There was already a cat living in the apartment at the time that was the embodiment of every negative cat bias known to man. You knew him while you lived there, so this is no surprise to anyone. But you, Abu, were different. You really surprised me with how nice and cuddly you were. I never payed much attention to you but you did notice me. If I was ever in the living room, you were there trying to get my attention.
I dont know if you liked me or if it was simply because you got used to sleeping on my jacket at night and was drawn to the familiar scent, but I quickly grew to like you. I discarded my false impressions of cats and played with you every once in a while. I thought it was cute and strange at the same time that when you rubbed your head against me, it looked and felt like you were trying to literally crawl under my skin. Our friendship only grew stronger the longer we spent time together.
Ive been thinking of you for the past three or so days. I, all of a sudden, am reminded of you and realize that I miss you. Looking back, there was one memory in particular that I want to thank you for.
It was the beginning of a chilly fall when I found myself in a less than desirable situation with my then girlfriend. Never in my life have I ever felt as lonely as when I was with her and things werent going well. That night she was sleeping over. I decided to sneak out of the bedroom to wallow in my own despair for a little bit. Nothing in that relationship was working for me. As I paced the kitchen and living room,I realized an interesting motif that seemed to define how I felt at that moment. I was surrounded by people.... I had my gf, two roommates, and a friend visiting me in that apartment with me yet I felt so very alone at the moment.
There was no one that I could talk to on that 2AM who was either up or able to really comprehend what I was feeling. Just as I lied down on the last couch in the living room, across from my sleeping, visiting friend, you approached me. You seemed to know that something was wrong. You didnt care what time it was, you didnt judge me for my moment of weakness, you didnt even care what was wrong. The only thing that mattered to you was that you were there. You climbed on the couch and proceeded to try to crawl into me just like always. I petted you for a little bit before you climbed on top of my stomach, and using the gentlest touch, moved my shirt around to form a bed for yourself. You purred when I petted you that night and stayed with me for as long as I was able to lie on my back.
The circumstances of the night are inconsequential now but you really touched me by being there for me. There was not a single person that could have made me feel better that night in the same way that you did. Without the ability to speak, you were able to convey the strongest message of love just by being there for me during the moment that I needed you the most.
In an apartment densely populated with people that were close to me, it was you who was able to alter my mindset at that moment. I cant ever repay you for that moment. It is a gift that keeps on giving. With the memory of you, I can dismiss the idea that every person will always feel hollow and empty. You were there unconditionally for me. I dont think any person in the world can provide that yet you managed it with your simple actions.

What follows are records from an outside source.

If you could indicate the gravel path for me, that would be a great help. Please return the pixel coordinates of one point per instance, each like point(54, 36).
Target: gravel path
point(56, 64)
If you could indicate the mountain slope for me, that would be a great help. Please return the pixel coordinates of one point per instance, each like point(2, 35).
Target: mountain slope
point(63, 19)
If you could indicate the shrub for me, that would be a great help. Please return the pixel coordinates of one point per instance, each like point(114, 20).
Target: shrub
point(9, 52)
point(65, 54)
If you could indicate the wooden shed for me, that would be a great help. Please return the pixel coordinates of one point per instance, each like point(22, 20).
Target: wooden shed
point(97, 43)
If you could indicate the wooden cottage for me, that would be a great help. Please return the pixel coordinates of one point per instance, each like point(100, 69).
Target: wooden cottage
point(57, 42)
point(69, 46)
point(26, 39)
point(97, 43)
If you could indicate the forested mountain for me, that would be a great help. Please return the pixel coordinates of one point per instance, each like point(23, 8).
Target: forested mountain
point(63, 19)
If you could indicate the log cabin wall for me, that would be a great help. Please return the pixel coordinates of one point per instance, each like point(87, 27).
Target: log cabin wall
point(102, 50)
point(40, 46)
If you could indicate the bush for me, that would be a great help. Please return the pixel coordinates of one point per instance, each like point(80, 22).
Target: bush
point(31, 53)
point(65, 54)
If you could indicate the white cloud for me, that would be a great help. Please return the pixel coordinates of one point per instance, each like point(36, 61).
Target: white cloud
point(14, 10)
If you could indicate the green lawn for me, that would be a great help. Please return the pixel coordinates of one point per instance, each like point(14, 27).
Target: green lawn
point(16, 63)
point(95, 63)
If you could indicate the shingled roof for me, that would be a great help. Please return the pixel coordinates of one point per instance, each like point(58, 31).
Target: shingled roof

Since that night, we have parted and I have moved on from many aspects of that past life. I know that the family you are with now love you very dearly and that you are in a much better environment now than you were when you lived with three college males. I would have taken you for myself if I were a bit more mature (I still barely feed myself most days).
Stay happy and healthy my friend. If I ever see you again, I hope you recognize me. Youll always be in my heart.